In Cameroon, I met (and worked with) locals who were at the european standard of formation/knowledge and job skills. I also met (and employed) people who were living for CFA 10k a month per person, even when I paid them above the local minimum wage. I talked to middle class people who were telling me how hard it was to get jobs, and at the same time, I could see basic infrastructures missing, or badly maintained (roads, water, electricity). I had interesting discussion with my fellow colleagues (who I believed quite liked having them) about why houses were not made of stones in mountain countries but in imported cement, or why the city was not employing people to clean sewers (no tax, no money, no job).
I still have problems to understand why, appart the technological side of development, one country doesn't manage to build and maintain structures that could be found in antic India or medieval Mali, like waterways, houses. I feel it is for the lack of legitimate power in these countries (where the gov is often backed by former european colonisator).

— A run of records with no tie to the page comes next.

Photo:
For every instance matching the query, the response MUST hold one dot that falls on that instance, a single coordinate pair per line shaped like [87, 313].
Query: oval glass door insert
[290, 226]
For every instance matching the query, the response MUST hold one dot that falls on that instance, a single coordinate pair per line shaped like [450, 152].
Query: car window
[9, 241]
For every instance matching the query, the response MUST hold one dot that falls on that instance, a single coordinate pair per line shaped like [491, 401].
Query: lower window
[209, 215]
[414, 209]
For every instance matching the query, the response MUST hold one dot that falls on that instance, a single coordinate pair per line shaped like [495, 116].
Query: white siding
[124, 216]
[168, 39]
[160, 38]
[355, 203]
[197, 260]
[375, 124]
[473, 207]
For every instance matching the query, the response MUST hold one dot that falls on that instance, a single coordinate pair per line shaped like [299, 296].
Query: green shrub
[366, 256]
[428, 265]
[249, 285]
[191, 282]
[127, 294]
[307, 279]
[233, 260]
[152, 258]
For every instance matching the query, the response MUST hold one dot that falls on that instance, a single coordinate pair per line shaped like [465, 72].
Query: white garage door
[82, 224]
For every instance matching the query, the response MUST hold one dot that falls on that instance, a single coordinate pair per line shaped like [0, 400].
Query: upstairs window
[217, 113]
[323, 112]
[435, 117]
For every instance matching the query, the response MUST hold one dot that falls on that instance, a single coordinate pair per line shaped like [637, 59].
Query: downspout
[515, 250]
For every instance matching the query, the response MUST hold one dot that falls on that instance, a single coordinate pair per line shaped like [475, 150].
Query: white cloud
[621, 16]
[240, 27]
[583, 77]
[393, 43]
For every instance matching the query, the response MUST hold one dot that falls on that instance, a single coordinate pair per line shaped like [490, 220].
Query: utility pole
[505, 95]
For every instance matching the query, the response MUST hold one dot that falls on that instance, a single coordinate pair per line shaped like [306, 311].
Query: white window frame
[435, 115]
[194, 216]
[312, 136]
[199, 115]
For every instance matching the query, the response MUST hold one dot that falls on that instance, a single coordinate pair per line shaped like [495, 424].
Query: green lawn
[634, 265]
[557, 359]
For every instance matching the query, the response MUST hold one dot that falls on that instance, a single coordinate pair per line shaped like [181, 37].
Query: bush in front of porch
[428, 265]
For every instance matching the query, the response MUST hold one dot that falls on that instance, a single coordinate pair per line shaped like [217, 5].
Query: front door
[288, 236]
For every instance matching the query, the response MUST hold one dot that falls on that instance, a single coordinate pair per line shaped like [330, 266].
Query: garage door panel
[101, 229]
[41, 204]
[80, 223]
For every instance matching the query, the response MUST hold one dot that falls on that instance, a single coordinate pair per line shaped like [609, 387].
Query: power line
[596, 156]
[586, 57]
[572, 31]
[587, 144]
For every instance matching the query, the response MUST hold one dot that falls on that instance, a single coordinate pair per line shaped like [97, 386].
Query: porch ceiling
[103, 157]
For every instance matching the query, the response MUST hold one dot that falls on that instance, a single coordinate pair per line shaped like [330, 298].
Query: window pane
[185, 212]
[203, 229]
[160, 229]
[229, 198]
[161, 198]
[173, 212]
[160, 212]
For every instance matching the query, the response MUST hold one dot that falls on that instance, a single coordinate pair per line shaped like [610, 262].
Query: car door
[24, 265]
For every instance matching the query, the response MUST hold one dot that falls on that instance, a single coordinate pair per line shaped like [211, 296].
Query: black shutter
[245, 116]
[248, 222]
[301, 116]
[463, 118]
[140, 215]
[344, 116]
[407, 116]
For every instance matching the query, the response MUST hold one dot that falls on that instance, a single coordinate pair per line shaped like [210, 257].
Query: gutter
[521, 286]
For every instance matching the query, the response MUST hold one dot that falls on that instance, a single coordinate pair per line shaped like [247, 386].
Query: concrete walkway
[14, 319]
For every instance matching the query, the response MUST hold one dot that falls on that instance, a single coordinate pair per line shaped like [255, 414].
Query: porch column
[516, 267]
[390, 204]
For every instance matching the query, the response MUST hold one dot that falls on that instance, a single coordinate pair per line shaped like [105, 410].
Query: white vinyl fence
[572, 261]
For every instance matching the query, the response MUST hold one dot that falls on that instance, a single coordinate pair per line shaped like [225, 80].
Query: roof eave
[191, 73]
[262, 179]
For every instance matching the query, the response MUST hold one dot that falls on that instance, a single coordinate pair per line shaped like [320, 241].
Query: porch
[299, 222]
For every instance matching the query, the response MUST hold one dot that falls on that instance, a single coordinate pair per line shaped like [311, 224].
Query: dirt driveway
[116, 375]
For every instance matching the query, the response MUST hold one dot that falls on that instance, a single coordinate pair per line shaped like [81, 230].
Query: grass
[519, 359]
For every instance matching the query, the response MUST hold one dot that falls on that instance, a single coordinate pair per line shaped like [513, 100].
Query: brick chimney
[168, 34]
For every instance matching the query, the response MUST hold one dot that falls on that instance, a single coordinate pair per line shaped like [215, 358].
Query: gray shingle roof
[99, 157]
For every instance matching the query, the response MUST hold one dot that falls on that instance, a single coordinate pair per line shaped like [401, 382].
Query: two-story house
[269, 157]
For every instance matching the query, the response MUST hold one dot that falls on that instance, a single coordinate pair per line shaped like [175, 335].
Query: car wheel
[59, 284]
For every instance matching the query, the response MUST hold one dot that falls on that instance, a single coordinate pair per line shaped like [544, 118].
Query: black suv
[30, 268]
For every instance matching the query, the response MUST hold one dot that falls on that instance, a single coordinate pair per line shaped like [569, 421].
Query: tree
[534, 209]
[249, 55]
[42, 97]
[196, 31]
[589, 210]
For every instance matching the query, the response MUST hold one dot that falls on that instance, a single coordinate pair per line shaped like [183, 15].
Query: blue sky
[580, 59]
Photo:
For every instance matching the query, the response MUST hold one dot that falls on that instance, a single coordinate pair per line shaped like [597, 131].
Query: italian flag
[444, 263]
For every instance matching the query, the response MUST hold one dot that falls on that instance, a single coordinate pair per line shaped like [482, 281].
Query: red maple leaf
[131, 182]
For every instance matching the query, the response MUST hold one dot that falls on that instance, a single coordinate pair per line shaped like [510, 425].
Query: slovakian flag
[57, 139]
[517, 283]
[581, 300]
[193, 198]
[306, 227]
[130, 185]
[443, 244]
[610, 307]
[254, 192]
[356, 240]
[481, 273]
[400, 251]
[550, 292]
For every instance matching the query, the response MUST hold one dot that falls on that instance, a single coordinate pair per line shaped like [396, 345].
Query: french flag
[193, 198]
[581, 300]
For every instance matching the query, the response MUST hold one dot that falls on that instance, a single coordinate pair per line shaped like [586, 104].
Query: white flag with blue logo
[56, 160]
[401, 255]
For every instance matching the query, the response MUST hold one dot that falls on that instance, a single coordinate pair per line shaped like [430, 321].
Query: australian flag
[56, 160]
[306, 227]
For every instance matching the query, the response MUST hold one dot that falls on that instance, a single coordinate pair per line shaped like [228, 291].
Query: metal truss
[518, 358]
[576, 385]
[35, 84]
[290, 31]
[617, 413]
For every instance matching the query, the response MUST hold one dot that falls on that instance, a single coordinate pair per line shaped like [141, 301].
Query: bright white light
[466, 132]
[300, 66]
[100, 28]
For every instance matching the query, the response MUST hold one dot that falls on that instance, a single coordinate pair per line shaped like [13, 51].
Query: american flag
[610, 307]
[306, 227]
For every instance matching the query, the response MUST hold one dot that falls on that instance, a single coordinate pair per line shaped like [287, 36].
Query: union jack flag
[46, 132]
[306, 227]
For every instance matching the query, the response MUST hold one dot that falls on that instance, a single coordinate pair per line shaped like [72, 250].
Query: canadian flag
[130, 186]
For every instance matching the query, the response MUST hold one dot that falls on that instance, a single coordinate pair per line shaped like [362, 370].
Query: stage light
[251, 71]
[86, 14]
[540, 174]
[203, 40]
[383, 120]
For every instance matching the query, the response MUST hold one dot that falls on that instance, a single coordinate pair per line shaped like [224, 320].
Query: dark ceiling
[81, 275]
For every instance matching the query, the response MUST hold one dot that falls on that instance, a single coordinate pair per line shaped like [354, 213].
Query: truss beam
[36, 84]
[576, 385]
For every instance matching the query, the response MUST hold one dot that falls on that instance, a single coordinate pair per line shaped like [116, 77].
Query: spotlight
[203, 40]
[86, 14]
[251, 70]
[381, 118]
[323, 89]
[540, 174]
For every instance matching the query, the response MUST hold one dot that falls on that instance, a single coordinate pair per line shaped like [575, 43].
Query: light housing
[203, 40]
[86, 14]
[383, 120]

In Cameroon, there exist a small city/country where, at the beginning of the XXth century, the local king forced a small scale modernization of its country, some ten years before colonization. He tried to get from a rural village to an urban center, with written-royal acts, simple technologies to better the farm output (like corn smasher), and commercial/political domination of the area. It didn't work in the end, because he was overpowered by the europeans (french and germans). I'm convinced that there could be african leaders of that kind today, who would make the "enforced simplicity" a chosen one, or more, but not only a european view of what simple (but happy) man should be on the earth.